Sauber, leicht und gut zu transportieren
Wasserstoff hat viele Vorteile: Er ist leicht zu lagern und wiegt weniger als andere Brennstoffe und lässt sich leicht transportieren. Bei der Verbrennung hinterlässt Wasserstoff keinen Rückstand in der Luft, es entsteht lediglich Wasserdampf. Und der sogenannte grüne Wasserstoff, der mit Hilfe von Erneuerbaren Energien entsteht, ist in der Herstellung komplett kohlenstofffrei.
Das Potenzial früh erkannt
Alstom hat bereits 2014 das Potenzial von Wasserstoff erkannt. Wasserstoffbetriebene Züge sind nicht nur emissionsfrei und geräuscharm, sondern können auch relativ lange Strecken abdecken - insbesondere im Vergleich zu Zügen mit Elektrobatterien.
Sowohl Batterien als auch Wasserstoff hätten ihre Vorteile, erläutert Soua. Beide Technologien würden sich gut ergänzen, da jede jeweils für spezifische Situationen und Einsatzgebiete Vorteile hat. Beide Verfahren sind wichtige Schlüsseltechnologien wenn es darum geht, den Zugverkehr langfristig zu dekarbonisieren.
Sowohl Batterien als auch Wasserstoff werden benötigt, um die Schiene in Europa zu dekarbonisieren, und deshalb entwickelt Alstom beide Lösungen.
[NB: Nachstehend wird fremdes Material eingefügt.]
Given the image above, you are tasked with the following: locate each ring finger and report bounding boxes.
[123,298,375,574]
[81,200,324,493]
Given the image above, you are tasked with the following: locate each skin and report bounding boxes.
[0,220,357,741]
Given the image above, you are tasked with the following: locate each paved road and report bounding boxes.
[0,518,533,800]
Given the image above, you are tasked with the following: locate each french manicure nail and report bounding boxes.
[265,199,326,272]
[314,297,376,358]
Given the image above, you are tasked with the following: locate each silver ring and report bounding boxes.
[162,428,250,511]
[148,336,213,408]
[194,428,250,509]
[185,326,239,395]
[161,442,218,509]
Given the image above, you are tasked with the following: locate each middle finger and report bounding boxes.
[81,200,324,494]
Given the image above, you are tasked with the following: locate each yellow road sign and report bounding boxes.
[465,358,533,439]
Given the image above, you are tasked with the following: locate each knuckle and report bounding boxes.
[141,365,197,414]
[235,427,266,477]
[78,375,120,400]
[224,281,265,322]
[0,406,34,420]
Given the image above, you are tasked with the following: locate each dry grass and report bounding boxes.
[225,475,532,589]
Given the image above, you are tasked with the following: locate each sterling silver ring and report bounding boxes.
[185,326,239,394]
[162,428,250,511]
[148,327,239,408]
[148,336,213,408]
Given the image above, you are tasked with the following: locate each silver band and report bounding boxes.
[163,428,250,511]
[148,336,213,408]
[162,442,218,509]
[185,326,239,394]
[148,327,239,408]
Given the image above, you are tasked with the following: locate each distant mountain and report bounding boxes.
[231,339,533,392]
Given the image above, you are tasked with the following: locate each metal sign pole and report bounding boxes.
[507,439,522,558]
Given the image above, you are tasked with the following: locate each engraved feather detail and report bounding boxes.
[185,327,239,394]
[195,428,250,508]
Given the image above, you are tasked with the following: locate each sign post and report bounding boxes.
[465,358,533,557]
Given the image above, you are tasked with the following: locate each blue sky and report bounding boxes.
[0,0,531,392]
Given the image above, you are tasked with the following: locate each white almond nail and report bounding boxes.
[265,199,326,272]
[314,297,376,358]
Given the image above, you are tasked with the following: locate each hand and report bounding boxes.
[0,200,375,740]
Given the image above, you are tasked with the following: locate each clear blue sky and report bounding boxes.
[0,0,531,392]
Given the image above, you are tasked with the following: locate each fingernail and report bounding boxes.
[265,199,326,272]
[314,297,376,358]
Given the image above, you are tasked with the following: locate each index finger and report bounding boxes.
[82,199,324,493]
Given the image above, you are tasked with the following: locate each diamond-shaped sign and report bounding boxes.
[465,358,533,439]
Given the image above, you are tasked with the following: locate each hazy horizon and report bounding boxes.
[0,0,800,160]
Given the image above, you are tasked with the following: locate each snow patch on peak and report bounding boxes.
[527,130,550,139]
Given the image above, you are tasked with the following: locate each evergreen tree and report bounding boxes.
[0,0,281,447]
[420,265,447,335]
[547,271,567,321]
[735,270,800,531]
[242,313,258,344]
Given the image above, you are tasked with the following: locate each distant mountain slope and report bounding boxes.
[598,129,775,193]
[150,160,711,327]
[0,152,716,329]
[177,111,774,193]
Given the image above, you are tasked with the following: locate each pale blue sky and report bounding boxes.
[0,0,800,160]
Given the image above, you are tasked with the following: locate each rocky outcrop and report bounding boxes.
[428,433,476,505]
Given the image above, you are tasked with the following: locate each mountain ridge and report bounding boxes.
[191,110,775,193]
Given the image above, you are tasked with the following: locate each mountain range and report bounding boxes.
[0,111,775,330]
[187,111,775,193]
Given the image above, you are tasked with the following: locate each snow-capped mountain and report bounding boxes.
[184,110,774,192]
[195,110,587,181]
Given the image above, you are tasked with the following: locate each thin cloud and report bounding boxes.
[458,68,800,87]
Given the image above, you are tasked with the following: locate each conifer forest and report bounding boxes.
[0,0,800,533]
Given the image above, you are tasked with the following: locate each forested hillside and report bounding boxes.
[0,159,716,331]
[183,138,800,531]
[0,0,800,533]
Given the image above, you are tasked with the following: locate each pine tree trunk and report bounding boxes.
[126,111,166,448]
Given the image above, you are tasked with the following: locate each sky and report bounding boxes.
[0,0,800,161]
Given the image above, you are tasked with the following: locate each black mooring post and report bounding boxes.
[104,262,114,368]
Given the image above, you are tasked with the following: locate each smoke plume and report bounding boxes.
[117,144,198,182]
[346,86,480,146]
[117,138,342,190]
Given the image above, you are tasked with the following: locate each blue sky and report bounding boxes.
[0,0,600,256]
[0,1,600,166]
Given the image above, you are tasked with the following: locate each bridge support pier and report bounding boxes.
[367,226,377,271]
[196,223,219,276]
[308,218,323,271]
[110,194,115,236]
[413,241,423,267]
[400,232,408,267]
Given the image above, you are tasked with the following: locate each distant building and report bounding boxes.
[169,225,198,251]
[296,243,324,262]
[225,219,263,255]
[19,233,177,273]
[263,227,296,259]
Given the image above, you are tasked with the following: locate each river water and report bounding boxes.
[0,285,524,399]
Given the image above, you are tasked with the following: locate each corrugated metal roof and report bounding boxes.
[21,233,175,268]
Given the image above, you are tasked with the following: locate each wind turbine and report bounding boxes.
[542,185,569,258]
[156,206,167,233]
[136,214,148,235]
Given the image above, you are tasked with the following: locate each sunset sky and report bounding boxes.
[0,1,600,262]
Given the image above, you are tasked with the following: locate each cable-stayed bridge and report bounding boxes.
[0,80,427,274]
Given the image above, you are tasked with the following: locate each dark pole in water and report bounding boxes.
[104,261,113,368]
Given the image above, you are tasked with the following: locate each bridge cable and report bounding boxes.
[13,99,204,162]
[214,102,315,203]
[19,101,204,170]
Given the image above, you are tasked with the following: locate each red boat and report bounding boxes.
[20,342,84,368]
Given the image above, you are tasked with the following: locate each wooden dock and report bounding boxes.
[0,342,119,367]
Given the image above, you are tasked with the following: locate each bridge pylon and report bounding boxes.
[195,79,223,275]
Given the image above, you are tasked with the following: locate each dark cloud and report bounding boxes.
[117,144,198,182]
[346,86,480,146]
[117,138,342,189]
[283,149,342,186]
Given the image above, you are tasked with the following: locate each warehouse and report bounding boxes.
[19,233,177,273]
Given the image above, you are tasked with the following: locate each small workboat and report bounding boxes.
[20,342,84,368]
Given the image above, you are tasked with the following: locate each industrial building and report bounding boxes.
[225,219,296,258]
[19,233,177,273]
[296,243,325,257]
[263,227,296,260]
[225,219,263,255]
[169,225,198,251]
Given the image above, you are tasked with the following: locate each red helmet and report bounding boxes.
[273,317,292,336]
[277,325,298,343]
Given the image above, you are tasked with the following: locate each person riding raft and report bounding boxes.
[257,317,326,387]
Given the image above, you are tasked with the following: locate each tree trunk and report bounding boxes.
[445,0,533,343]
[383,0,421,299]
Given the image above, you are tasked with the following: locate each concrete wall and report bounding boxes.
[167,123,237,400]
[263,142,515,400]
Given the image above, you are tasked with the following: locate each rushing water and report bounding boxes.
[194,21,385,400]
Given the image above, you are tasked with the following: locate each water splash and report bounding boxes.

Alstoms wasserstoffbetriebener Zug Coradia iLint™
Wann Elektrifizierung keinen Sinn ergibt
Soua nennt insgesamt drei Möglichkeiten, CO2-Emissionen im Zugverkehr zu reduzieren. Erstens: Vollstromleitungen. Zweitens: die Teilelektrifizierung von Leitungen in Kombination mit Batterien, um Gleisabschnitte ohne Strom zu überbrücken. Und Drittens: reine Wasserstoff-Lösungen. Was am besten ist, hängt von der jeweiligen Situation ab. Während Batterien für Strecken bis zu maximal 150 Kilometern eingesetzt werden können, ist Wasserstoff die beste Alternative für längere Distanzen bis zu 1000 Kilometern - sofern eine Elektrifizierung nicht möglich oder wirtschaftlich sinnvoll ist. Es kostet zwischen eine und rund drei Millionen Euro, um einen Kilometer Strecke zu elektrifizieren.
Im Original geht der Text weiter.